確率推論は、誤り訂正符号の復号問題や、自然言語処理における統計的係り受け解析、画像処理における画像セグメンテーションなど様々な問題に応用されている.
本研究では,凸最適化に基づいた推論アルゴリズムの設計を行い,その性能を解析的・実験的に評価した.
本研究のポイントは,1) 様々な問題をグラフィカルモデル上の確率推論問題として定式化し,2) 各問題に適した形で凸最適化に基づいた高速な推論アルゴリズムを構築することであった.
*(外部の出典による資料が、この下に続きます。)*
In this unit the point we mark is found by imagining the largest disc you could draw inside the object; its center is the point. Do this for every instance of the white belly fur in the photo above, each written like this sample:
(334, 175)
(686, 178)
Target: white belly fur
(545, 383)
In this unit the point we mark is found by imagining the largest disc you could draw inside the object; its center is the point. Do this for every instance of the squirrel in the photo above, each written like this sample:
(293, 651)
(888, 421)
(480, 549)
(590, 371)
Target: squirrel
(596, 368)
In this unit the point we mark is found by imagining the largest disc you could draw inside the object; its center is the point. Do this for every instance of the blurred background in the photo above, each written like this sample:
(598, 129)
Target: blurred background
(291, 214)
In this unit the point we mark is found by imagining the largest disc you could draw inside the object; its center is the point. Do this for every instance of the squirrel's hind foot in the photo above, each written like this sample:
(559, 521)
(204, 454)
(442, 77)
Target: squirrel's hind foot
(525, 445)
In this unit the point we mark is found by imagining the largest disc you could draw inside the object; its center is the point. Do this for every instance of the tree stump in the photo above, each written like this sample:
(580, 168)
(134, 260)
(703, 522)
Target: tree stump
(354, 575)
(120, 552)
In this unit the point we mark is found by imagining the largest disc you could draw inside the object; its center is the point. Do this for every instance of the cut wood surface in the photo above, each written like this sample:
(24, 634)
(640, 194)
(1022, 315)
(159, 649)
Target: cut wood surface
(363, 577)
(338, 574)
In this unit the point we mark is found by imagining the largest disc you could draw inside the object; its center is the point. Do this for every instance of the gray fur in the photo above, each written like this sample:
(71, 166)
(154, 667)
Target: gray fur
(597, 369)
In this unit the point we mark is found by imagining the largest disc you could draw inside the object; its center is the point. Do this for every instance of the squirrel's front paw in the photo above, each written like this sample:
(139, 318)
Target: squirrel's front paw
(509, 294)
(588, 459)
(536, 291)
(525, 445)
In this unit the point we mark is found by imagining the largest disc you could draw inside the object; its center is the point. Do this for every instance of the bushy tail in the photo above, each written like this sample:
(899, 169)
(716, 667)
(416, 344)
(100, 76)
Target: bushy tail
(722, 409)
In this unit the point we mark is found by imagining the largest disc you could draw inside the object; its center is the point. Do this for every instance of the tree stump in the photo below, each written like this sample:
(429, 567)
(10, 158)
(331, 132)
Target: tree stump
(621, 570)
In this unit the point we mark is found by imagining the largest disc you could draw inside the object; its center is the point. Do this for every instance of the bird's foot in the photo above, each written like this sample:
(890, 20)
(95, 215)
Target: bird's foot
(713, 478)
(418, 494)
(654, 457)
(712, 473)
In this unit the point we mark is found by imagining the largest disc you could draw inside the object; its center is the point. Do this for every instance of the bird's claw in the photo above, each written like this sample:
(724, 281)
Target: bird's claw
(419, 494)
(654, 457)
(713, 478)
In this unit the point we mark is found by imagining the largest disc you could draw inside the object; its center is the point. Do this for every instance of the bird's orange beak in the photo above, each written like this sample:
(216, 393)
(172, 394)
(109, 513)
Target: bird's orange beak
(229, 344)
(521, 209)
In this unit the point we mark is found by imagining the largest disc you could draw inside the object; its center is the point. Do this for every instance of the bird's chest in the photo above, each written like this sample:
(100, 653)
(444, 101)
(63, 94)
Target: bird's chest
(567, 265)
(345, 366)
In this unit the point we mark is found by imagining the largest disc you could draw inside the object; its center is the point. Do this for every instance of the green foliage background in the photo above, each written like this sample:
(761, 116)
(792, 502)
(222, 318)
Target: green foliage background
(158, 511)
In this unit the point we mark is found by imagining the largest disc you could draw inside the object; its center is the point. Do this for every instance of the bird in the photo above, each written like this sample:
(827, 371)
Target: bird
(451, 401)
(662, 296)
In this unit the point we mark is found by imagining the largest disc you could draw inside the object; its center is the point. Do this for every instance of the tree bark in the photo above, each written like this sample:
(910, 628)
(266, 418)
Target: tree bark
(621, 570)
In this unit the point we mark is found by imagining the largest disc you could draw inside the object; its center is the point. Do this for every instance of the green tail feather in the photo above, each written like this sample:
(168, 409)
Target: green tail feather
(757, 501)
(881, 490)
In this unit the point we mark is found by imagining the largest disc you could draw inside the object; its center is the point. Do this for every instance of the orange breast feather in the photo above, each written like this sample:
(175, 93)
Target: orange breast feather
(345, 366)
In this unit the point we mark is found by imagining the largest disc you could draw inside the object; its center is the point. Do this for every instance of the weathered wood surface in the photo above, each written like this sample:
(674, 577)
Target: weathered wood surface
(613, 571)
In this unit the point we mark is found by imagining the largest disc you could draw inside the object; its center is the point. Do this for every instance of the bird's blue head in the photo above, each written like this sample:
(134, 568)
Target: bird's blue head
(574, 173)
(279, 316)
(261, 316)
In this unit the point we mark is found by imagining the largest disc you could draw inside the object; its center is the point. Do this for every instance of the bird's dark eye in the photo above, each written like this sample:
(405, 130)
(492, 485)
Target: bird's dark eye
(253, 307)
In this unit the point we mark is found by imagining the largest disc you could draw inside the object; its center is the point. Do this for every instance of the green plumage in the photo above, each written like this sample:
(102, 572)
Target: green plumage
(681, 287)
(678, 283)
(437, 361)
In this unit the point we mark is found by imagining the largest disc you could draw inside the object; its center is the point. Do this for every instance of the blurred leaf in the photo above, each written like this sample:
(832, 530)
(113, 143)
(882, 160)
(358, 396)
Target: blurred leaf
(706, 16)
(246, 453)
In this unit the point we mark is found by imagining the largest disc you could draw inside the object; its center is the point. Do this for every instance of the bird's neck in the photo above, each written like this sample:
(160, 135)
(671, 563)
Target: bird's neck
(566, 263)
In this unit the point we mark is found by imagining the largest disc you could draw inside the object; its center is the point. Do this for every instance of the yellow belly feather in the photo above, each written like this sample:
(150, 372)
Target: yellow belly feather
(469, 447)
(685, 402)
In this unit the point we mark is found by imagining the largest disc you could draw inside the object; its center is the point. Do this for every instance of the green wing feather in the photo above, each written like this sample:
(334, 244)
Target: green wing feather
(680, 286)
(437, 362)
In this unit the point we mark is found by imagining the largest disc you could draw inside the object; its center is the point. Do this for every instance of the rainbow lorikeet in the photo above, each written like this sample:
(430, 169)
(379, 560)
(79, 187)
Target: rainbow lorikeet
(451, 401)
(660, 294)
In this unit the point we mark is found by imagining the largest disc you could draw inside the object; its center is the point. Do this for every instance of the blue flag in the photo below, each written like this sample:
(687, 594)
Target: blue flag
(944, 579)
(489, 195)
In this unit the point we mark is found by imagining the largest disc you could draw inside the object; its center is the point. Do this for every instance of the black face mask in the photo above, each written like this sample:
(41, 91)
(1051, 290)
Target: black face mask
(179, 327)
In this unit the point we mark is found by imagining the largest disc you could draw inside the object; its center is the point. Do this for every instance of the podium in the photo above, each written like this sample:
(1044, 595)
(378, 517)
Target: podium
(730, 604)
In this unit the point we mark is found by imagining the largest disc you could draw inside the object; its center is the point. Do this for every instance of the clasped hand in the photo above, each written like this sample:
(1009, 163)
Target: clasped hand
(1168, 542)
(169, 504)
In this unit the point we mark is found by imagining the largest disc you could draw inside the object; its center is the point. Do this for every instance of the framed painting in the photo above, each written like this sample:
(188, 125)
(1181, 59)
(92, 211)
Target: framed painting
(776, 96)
様々な問題に対して高性能な推論アルゴリズムを得ることが主な研究目的であった.
理論的な側面からは,確率推論の問題は整数計画問題の部分クラスを与えていると考えられるが,どのような問題のクラスが効率的に,また良い近似精度で解く事が出来るかを明らかにすることは意義がある.
現実の様々な問題をグラフィカルモデルの確率推論の問題として定式化した場合の性質を,問題の数学的構造により分類し,それぞれの問題に対して従来提案されている推論アルゴリズムを整理した.
また,確率伝搬法・線形計画法・双対分解などを組み合わせた新たなアルゴリズムを提案し,アルゴリズムの計算量などの理論評価,コンピュータシミュレーションによる数値実験での評価を行った.
問題の一つとして,符号化CDMAシステムにおける復号問題を扱った.
この問題をグラフィカルモデル上の確率推論問題として定式化し,拡張ラグランジュ法とADMMとよばれるアルゴリズムを適用することで,効率的かつ高性能な復号アルゴリズムを得ることができた.
また,他の問題として,相関を有する複数の低ランク行列の補完問題を扱った.
この問題を凸最適化問題として定式化し,拡張ラグランジュ法とADMMを適用することで,従来のものよりも精度の良い補完アルゴリズムを得ることができた.